1 photoconductor 2 Photoconductor transport roller 3 Photoconductor position detection sensor 4 Photoconductor transport roller 5 charger 6 Exposure optical system 7K black developer 7Y yellow developer 7M magenta developer 7C Cyan developer 8 Intermediate transfer unit 9 Photoconductor cleaning device 10 Static eliminator 11 charged wire 12 Shield plate 13 grid board 14 exposure rays 15K separation cam (black) 15Y separation cam (yellow) 15M separating cam (magenta) 15C separation cam (cyan) 16 Intermediate transfer body 17 Intermediate transfer member transport roller 18 Intermediate transfer member transport roller 19 Intermediate transfer roller 20 Intermediate transfer member cleaning device 21 recording paper cassette 22 Recording paper 23 Paper feed roller 24 Paper transport path 25 Registration roller 26 Driven roller 27 Transfer roller 28 Fixer 29 Heating roller 30 pressure roller 31K Black developing sleeve 31C cyan developing sleeve 31M Magenta developing sleeve 31Y yellow development sleeve 51 CPU 52 Data latch section 53 Data comparison section 54 Temperature detector 55 A / D converter 56 Error detector 57 Gate 58 Heater driver part 59 Heater lighting time calculation means 60 Fixing temperature setting calculation means 61 Heater lighting time table 62 Fixing temperature table 101 heater 102 pressure roller support member 103 discharge roller 104 discharge roller 105 output tray 106 pin 107 Recording paper guide 108 unfixed toner image

─────────────────────────────────────────────────── --- Continuation of the front page (56) References JP-A-4-121769 (JP, A) JP-A-55-74573 (JP, A) JP-A-2-42473 (JP, A) JP-A-60- 247277 (JP, A) JP 55-1556976 (JP, A) JP 62-10679 (JP, A) JP 6-27855 (JP, A) (58) Fields investigated (Int.Cl. ⁷ , DB name) G03G 13/20 G03G 15/20

Claims (3)

(57) [Claims] 1. A first and a second roller for nipping and conveying a recording medium, a heating means for heating one of the first and the second roller to a set temperature, and the first and the second roller. A fixing unit having a driving unit for rotating the roller and a temperature detecting unit for detecting the temperature of at least one of the first and second rollers; and a fixing unit disposed at a position upstream of the first and second rollers. A recording medium detection unit that detects a recording medium and a counting unit that counts the number of times of image formation after the power of the image forming apparatus is turned on are provided, and the recording medium is once heated to a preset temperature, and then the recording medium is fixed to the fixing unit. Before the temperature reaches, the one of the first and second rollers is forcibly heated by the heating means, and the forcible heating time is made longer as the count value of the counting means becomes smaller.
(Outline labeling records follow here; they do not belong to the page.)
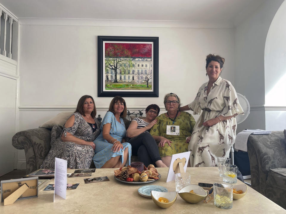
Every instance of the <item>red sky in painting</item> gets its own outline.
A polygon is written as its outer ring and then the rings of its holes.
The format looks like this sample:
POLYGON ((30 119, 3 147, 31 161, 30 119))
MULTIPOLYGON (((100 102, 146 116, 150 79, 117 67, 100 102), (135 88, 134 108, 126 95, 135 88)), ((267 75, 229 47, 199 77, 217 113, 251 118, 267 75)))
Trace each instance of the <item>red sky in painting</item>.
MULTIPOLYGON (((135 43, 105 43, 105 56, 107 56, 107 50, 109 48, 113 49, 115 45, 121 45, 123 49, 127 51, 129 55, 131 57, 147 57, 152 56, 152 44, 151 44, 135 43)), ((123 51, 122 52, 121 56, 125 56, 123 51)))

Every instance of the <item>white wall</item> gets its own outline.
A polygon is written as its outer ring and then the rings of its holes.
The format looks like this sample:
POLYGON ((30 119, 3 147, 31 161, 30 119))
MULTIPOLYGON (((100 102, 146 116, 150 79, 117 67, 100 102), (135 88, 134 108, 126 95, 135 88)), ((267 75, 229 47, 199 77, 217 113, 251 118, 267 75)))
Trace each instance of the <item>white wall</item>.
POLYGON ((276 13, 265 44, 265 122, 270 130, 286 128, 286 2, 276 13))
POLYGON ((264 48, 269 26, 283 1, 266 1, 235 28, 234 85, 251 106, 250 114, 238 126, 238 131, 266 128, 264 48))
MULTIPOLYGON (((205 59, 210 53, 226 58, 222 76, 234 82, 232 28, 85 26, 80 20, 73 26, 61 21, 55 25, 46 20, 41 24, 41 20, 35 24, 20 21, 19 130, 36 128, 75 108, 86 94, 93 97, 103 117, 111 98, 97 97, 98 35, 159 37, 159 97, 126 97, 130 111, 151 103, 163 110, 164 96, 170 92, 184 105, 192 101, 208 80, 205 59)), ((19 156, 24 159, 23 151, 19 156)))

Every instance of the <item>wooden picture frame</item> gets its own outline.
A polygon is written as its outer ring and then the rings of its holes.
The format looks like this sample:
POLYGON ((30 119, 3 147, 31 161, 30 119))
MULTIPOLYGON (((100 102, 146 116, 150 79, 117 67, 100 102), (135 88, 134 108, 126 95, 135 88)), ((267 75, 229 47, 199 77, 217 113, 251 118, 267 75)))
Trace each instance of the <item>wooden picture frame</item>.
POLYGON ((159 97, 159 37, 97 37, 98 97, 159 97))
POLYGON ((1 181, 1 202, 11 204, 18 200, 38 197, 38 178, 11 179, 1 181))

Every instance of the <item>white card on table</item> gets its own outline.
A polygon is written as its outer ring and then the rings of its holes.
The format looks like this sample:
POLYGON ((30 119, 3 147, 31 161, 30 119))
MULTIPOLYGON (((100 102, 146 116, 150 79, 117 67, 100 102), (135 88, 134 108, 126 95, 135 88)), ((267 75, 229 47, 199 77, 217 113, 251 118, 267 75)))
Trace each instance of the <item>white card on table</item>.
POLYGON ((166 133, 170 135, 180 135, 180 126, 167 126, 166 133))
POLYGON ((184 170, 186 171, 187 169, 187 165, 189 163, 189 159, 190 158, 190 155, 191 154, 190 152, 186 152, 182 153, 179 153, 175 154, 172 155, 172 159, 171 160, 171 163, 170 164, 170 167, 169 167, 169 170, 168 171, 168 174, 167 175, 167 180, 166 182, 174 180, 175 180, 175 173, 174 172, 173 169, 173 164, 176 159, 180 158, 183 159, 184 158, 186 158, 186 164, 184 166, 184 170))
POLYGON ((66 196, 66 169, 68 162, 66 160, 55 158, 55 194, 65 199, 66 196))

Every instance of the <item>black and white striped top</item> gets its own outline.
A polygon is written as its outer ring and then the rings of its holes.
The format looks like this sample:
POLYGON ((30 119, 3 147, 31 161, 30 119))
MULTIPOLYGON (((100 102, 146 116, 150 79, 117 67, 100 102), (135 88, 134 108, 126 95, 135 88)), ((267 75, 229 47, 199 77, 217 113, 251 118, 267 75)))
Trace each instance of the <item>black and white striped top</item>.
MULTIPOLYGON (((147 123, 147 122, 145 122, 142 119, 141 119, 138 117, 135 117, 132 120, 132 121, 133 121, 133 120, 135 120, 135 121, 136 121, 136 122, 137 122, 137 123, 138 124, 138 125, 137 126, 137 128, 143 128, 143 127, 147 126, 149 124, 149 123, 147 123)), ((149 132, 150 131, 150 129, 148 129, 148 130, 147 130, 145 131, 144 132, 149 132)), ((126 140, 126 141, 128 141, 130 139, 131 139, 128 138, 126 140)))

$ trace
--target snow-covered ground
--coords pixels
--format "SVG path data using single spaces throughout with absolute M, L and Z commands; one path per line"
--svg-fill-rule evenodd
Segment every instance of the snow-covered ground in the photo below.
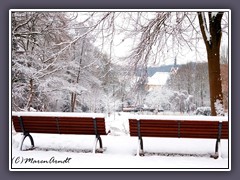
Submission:
M 213 159 L 210 158 L 215 150 L 213 139 L 144 137 L 145 156 L 136 156 L 138 140 L 128 134 L 128 117 L 128 113 L 107 117 L 106 129 L 111 133 L 102 136 L 104 152 L 96 154 L 92 153 L 93 135 L 32 134 L 36 148 L 20 151 L 22 135 L 13 132 L 10 169 L 229 170 L 228 140 L 221 140 L 221 156 Z M 29 147 L 30 142 L 26 140 L 25 146 Z

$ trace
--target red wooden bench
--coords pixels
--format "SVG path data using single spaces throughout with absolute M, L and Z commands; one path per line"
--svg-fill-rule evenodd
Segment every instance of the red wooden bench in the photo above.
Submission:
M 191 120 L 191 117 L 178 116 L 176 118 L 155 117 L 147 119 L 141 117 L 129 119 L 130 136 L 138 137 L 138 155 L 144 155 L 142 137 L 169 137 L 169 138 L 203 138 L 216 139 L 213 158 L 219 156 L 221 139 L 228 139 L 228 121 L 217 120 L 223 117 L 212 117 L 213 120 Z M 162 118 L 162 119 L 161 119 Z M 196 119 L 196 117 L 192 118 Z
M 95 135 L 93 153 L 96 152 L 98 142 L 100 146 L 98 152 L 103 151 L 100 137 L 100 135 L 106 135 L 103 114 L 13 112 L 12 122 L 15 131 L 23 133 L 20 150 L 26 137 L 29 137 L 34 147 L 34 140 L 30 133 L 49 133 Z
Image forming device. 2. A first and second rollers for conveying nip the recording medium, before Symbol a driving means for rotating the first and second rollers, said first and second rollers at least one of A temperature detecting means for detecting the temperature ,
So that the temperature detected by the output means is maintained at the set temperature
Heating for heating one of the first and second rollers
Count for counting the fuser and means, the recording medium detecting means for detecting a disposed in the first and upstream position than the second roller the recording medium, the number of times of image formation after power of the image forming apparatus Means for heating the set temperature of the heating means to the first temperature and heating the set temperature of the heating means before the recording medium reaches the fixing device. An image forming apparatus having a second temperature that becomes higher as the temperature decreases . 3. A timer means for counting the time from the end of the image forming operation to the start of the next image forming operation is provided, and the counting means is reset when the count value of the timer means exceeds a certain value. The image forming apparatus according to claim 1, wherein the image forming apparatus is an image forming apparatus.